Liam Phillips has said that his girlfriend Jess Varnish’s omission from the Great Britain cycling squad is “quite questionable.” The BMX rider, who will compete in the BMX World Championships in Medellin next week, does not accept that the decision not to renew her contract was a performance-based decision.
"I think it is quite questionable why Jess is no longer part of the GB cycling team," said Phillips in an interview with the BBC.
Speaking to The Telegraph, he said: “The lack of focus on performance during all this – it is indefensible in my view. Complete codswallop.”
Despite losing her contract in April, Varnish has continued training in Australia and plans on meeting the new Performance Director at British Cycling, Andy Harrison, upon her return to the UK in the hope of making a case to win back her place.

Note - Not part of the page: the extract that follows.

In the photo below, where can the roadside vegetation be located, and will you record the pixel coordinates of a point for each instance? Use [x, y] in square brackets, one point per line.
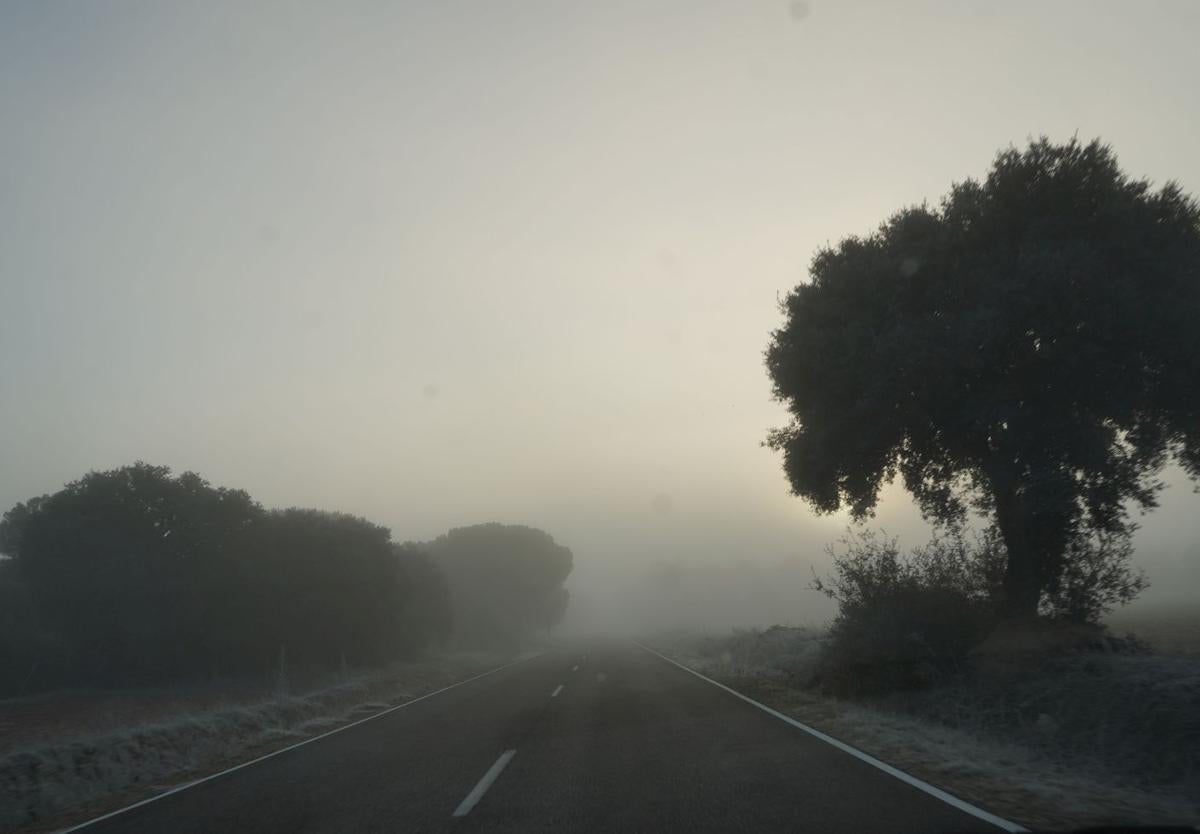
[1023, 358]
[216, 629]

Phillips admits her chances are slim: "While we are still hopeful, we're not stupid and we appreciate there is a selection document to follow. I'm just hopeful we will get through this investigation and everyone will have their say and things will become clearer post-Rio."
Varnish’s case is also hampered by the fact that the women’s team sprint failed to qualify for Rio. This means she would have to oust either Katy Marchant or Becky James for one of two individual women’s sprint spots.
Phillips also had something to say on the omission of British National Champion, Tre Whyte, for the BMX World Championships. While he said he understood why Whyte might not be selected, he questioned why he was not being allowed to self-fund a trip. Whyte did this for the same event in 2014 and won a bronze medal.
“As it stands we are still in with a shot of qualifying three guys for Rio,” said Phillips. “I was lucky enough to be sent to Beijing in 2008 solely for experience. Why not try and get three guys to Rio and then it gives us options? If Tre is medal-capable send him. If he’s not, send a junior for the experience. It’s bizarre.”
Describing Shane Sutton’s departure as “a massive weight lifted off everybody’s shoulders,” Phillips said he felt he himself should have had “more support and a little bit more respect from senior management" in recent times. He also claimed that the Australian failed to applaud him when he won a fourth successive UCI BMX Supercross World Cup in Manchester in April.
“That, for me, was the final straw. I went to see him in his office and said ‘it feels to me like you don’t want me or the programme to be successful’. He was like ‘how do you know I didn’t [applaud]?’ Well, my best friend of 20 years was stood right next to him.”